Rising to his theatrical best, the singer spits out the words as if dictating an urgent telegram: "I... I remember... standing... by the wall. The guns... shot about our heads... and we kissed... as though nothing could fall." The tune could be about everything (the end of the world in a nuclear holocaust?) or nothing at all (one man's "I can be king" delusions?), depending on what the listen chooses to read into it.

Slightly less complex, the other proper songs are only marginally less powerful. Beauty And The Beast and Joe The Lion are hard-hitting if somewhat twisted rockers with prime Bowie vocal turns; Sons Of The Silent Age harkens back to his Space Oddity-era solo work with less obvious, more oblique production twists; The Secret Life of Arabia is a nice little snake-charmer mood piece, and Blackout expands on the dance-groove funkiness of Young Americans and Station to Station, adding a sort of distant android coldness to the mix.

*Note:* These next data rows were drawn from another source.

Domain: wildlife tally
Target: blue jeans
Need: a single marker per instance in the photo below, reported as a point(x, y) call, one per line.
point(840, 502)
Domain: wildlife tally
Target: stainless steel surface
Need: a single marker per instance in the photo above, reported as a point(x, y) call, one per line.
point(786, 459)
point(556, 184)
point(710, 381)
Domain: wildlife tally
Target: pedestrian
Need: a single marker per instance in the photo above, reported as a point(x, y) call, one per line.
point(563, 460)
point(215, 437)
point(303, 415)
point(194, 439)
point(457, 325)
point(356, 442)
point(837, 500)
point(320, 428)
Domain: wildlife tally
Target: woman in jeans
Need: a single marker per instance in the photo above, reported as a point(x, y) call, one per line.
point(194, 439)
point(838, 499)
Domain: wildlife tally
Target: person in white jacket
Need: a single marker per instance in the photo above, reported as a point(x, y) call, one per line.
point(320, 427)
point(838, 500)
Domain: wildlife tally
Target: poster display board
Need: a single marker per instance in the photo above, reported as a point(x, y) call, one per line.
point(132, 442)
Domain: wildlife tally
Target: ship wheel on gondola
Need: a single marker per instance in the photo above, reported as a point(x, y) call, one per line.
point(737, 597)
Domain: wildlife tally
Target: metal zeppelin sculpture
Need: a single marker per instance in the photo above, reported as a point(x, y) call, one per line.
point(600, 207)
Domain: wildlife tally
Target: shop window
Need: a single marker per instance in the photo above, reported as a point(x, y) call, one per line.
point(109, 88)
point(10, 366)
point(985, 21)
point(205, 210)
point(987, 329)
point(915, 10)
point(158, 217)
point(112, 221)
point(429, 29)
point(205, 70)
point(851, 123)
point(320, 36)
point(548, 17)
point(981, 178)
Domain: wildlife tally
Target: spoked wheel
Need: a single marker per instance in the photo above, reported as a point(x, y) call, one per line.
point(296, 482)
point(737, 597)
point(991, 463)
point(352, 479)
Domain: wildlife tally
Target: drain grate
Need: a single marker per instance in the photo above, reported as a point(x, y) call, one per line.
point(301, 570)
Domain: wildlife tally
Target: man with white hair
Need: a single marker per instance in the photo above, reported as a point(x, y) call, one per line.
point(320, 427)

The instrumentals are primarily comprised of Eno's synths, a stringed Japanese instrument called a samisen, and Bowie's heavily treated saxophone. There are moments of static beauty, haunting sparseness, and pointless wankery - sometimes all in the same tune. The creepy Neukoln is named for the Berlin neighbourhood where Bowie stayed, and the lulling Moss Garden is redolent of the work of Cluster, a German group with whom Eno had collaborated.

The best song, V-2 Schneider, name checks the Nazi rockets that fell on the World War II England of Bowie's youth, as well as Florian Schneider, one of the two driving forces of the groundbreaking German electronic band, Kraftwerk. Bowie and Eno were both hugely enamoured of this and other Krautrock groups, including Tangerine Dream, Neu!, Cluster, and Faust. Their influence permeates the album, and they continue to inspire underground musicians today, from Chicago's Tortoise to London's Stereolab.

"Artistically, 1977-81 were absolutely dynamic," Bowie would later conclude from the safe distance of the '90s. "Brian Eno treats studios the way no other person has. He works with it like an instrument, which is actually quite the thing now, especially in dance music, but at the particular time, there was no one else doing that, except for a couple of Germans. He really hipped me to the potential of arranging musical accidents."

After completing his trilogy the following year with Lodger, Bowie would spin off into increasingly vapid dance-pop, and then begin revisiting earlier accomplishments with lesser results and a lack of fresh inspiration. This leaves "Heroes" to stand as his last truly inspired moment, if not his most creative effort ever.